# What does 3G WiFi PSP Vita mean?



## MobiusX (Nov 14, 2008)

What does 3G WiFi PSP Vita mean? Does it mean that the internet would be faster?


----------



## Cynical (Aug 23, 2011)

it means its more expensive than the just wi-fi one lol


----------



## TorLin (Nov 14, 2006)

PSP Vita is the next sony handheld game device.
it will have 3g WiFi .

GOOGLE my friend u must learn to use it.


----------



## GunnyHighway (Sep 28, 2010)

3G = You can use a SIM card for data, at 3G speeds
WiFi = Sometimes referred to as wireless fidelity, more commonly known as that wireless internet coming from a router
PSP Vita = Yuck. (In my opinion)


----------



## Cynical (Aug 23, 2011)

I thought they were gonna make one with 4g instead?


----------



## The Silent 1 (Aug 21, 2011)

The wi-fi version will allow you to access the internet only by picking up wireless internet signals. For example if you have a wireless router in your house, you could use it to surf the web on your vita. But if you were on the go, you would have to look for a wi-fi signal in the area and you probably wouldn't be able to use it as most are password protected.
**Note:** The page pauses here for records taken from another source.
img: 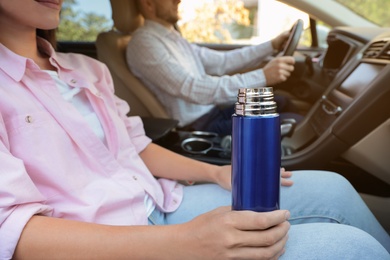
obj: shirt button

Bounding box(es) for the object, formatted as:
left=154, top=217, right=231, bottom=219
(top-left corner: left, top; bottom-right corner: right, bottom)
left=173, top=200, right=178, bottom=204
left=70, top=79, right=77, bottom=84
left=25, top=115, right=33, bottom=123
left=133, top=176, right=138, bottom=181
With the 3g model you can surf the web through the AT&T 3g internet network, which means you can access the internet almost anywhere.


----------



## THEuTASTEsOFeINKd (Apr 10, 2010)

Don't get the 3g model. It's 50 dollars more than the WiFi only version plus the monthly data plan fee ($20-30). You can't even play all online games with it (only turn based games). There's an article on Ign about how useless having 3g on the vita is.


----------



## The Silent 1 (Aug 21, 2011)

THEuTASTEsOFeINKd said:


> Don't get the 3g model. It's 50 dollars more than the WiFi only version plus the monthly data plan fee ($20-30). You can't even play all online games with it (only turn based games). There's an article on Ign about how useless having 3g on the vita is.
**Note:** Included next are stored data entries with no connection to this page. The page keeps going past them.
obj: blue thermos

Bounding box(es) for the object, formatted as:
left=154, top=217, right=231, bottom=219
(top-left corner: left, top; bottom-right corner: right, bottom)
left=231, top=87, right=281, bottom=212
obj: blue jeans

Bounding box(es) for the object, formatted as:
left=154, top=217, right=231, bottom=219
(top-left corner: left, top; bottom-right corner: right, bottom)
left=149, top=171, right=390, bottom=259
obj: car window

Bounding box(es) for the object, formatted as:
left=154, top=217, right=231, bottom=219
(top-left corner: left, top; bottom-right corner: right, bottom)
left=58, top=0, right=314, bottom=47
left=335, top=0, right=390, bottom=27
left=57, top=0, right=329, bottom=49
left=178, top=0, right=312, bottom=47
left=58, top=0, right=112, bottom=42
Yeah, I wouldn't be surprised if the 3g model is discontinued before long.


----------



## MobiusX (Nov 14, 2008)

I'm going to get the regular.


----------



## The Silent 1 (Aug 21, 2011)

I really wish I had a job right now because I want a Vita like crazy, but buying one would pretty much bankrupt me once I add in the stuff that goes with it (cant believe they dont include a memory card).


----------



## phoenixwright (Jun 22, 2011)

I am tempted to get a PSP Vita. But I'm gonna wait it out and I may or may not get it. It depends. I haven't been gaming as much as I used to. I regret not waiting it out with the 3DS. I paid $170 + tax for it. And the only thing I play on it is Mario Kart 7. And I've barely touched Devil Survivor: Overclocked. I'm probably gonna sell Tom Clancy's Shadow Wars because I got bored of it.

The 3G model is only $50 more. So as long as Rogers Wireless (or whoever is the exclusive carrier in Canada) has a pre-paid data plan for it, I'd consider getting a 3G version. To give my smartphone a break during long commutes (and Wi-Fi tethering to other devices like a PSP Vita, laptop, tablet, iPod Touch, etc. drains the battery like a mother****a so that's an even worse option). 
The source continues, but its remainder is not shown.